Meetarbhan told Reporters Without Borders he was very worried.
"The virus of repression is there, the signs are evident and I fear that the independent media in Mauritius will have a sombre future," he said. "I was in Zimbabwe at the start of the 1980s, when the country was democratic and had a free press. Then I saw it go to hell. I was a direct witness of Robert Mugabe's excesses, the attacks on journalists and government opponents, and I fear an identical scenario in Mauritius."
Meetarbhan continued: "Our prime minister is insulting the press. He throws the names of journalists to the crowd, which is tantamount to calling for them to be lynched. If he is not happy, he can write an opinion piece in L'Express. I will give him space in my newspaper.
"He says I am not worthy of polishing his shoes? You see the level to which the prime minister is bringing the debate in a country that is supposed to be democratic. He wants to smear L'Express, accusing it of being in the pay of the private sector and big business. This is spreading racial poison."
Such comments by the prime minister are creating an appalling climate between the government and media. They are liable to induce most journalists to censor themselves and do Mauritius' image a great deal of harm. The fact that they were made just two days ahead of World Press Freedom Day, on 3 May, is particularly shocking.

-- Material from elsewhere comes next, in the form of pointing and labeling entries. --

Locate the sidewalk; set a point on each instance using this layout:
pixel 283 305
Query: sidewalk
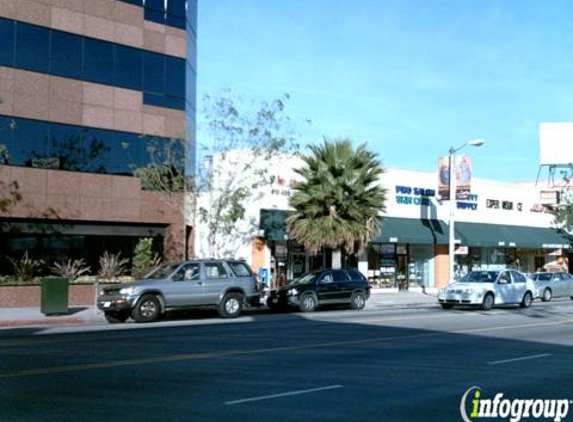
pixel 32 317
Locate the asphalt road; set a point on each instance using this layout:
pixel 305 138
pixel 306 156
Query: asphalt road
pixel 342 365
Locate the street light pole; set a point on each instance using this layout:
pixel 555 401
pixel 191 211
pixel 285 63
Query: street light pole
pixel 453 201
pixel 451 242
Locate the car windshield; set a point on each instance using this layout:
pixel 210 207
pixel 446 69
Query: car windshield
pixel 542 276
pixel 163 271
pixel 480 277
pixel 305 279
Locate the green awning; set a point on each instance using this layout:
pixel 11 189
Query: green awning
pixel 412 230
pixel 481 234
pixel 426 231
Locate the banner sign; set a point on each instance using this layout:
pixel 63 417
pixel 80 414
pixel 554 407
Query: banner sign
pixel 463 174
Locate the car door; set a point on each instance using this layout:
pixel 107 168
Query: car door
pixel 519 283
pixel 504 288
pixel 559 285
pixel 216 278
pixel 185 287
pixel 342 286
pixel 326 288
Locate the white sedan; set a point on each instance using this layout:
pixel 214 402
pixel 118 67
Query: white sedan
pixel 488 288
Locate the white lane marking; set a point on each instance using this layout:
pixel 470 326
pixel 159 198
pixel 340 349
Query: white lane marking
pixel 498 362
pixel 290 393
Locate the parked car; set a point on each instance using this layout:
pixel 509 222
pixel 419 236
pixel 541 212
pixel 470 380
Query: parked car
pixel 552 284
pixel 488 288
pixel 320 288
pixel 226 285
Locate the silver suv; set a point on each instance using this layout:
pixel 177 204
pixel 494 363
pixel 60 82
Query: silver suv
pixel 227 285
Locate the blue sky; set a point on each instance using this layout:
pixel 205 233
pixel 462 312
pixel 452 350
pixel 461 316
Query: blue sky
pixel 409 77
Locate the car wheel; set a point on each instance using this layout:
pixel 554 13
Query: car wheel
pixel 487 302
pixel 357 300
pixel 115 317
pixel 231 305
pixel 146 309
pixel 527 299
pixel 307 302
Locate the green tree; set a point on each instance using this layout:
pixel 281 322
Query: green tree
pixel 9 189
pixel 239 140
pixel 339 200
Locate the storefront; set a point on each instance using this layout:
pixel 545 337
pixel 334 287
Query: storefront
pixel 496 225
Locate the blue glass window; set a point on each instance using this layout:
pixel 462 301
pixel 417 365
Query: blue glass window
pixel 153 72
pixel 7 43
pixel 98 61
pixel 66 55
pixel 32 47
pixel 154 99
pixel 155 11
pixel 30 145
pixel 176 13
pixel 175 79
pixel 6 145
pixel 128 67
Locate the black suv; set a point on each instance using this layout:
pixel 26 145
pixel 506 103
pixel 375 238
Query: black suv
pixel 321 288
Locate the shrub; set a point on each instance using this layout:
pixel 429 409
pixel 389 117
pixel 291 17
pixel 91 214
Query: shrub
pixel 112 265
pixel 70 269
pixel 25 268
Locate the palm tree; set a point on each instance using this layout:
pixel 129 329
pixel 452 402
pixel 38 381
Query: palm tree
pixel 338 202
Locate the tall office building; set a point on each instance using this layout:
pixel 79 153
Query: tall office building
pixel 91 91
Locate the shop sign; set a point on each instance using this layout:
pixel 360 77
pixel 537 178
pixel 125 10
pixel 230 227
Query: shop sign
pixel 470 204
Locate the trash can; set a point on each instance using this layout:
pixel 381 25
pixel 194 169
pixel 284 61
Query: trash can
pixel 54 299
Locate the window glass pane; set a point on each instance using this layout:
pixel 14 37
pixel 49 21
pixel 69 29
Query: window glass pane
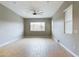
pixel 37 26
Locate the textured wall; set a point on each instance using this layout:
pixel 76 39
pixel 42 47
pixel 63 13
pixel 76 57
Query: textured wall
pixel 11 25
pixel 27 31
pixel 71 41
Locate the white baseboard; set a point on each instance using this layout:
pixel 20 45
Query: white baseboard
pixel 66 48
pixel 8 42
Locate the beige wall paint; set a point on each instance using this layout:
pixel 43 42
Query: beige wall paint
pixel 71 41
pixel 11 25
pixel 27 31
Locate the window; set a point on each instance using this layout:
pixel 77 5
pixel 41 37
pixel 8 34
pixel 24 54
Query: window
pixel 37 26
pixel 68 20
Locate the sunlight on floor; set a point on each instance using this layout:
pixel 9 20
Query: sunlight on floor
pixel 34 47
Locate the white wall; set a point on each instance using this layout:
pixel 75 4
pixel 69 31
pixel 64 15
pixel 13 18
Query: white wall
pixel 46 33
pixel 70 41
pixel 11 25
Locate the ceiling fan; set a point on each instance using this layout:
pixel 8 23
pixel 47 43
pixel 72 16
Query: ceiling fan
pixel 36 12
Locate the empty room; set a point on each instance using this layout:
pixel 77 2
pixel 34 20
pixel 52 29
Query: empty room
pixel 39 28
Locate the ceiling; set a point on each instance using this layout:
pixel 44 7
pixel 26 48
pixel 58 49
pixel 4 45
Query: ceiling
pixel 24 8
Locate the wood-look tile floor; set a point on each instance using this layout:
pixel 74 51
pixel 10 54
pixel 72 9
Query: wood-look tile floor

La Sentinelle, the media group that owns L'Express, has been in the government's sights for years and is the victim of a political boycott. The Independent Broadcasting Authority censored some opposition messages just a few days before the May Day meeting, while Mauritius Broadcasting Corporation, the state-owned TV station, refused to broadcast a TV ad for yoghurt drink that made fun of the police. The ad can be seen in Facebook, in cinemas and on the L'Express.mu website.
Mauritius was ranked 65th in the 2010 Reporters Without Borders press freedom index, a fall of 14 places from its position in the 2009 ranking.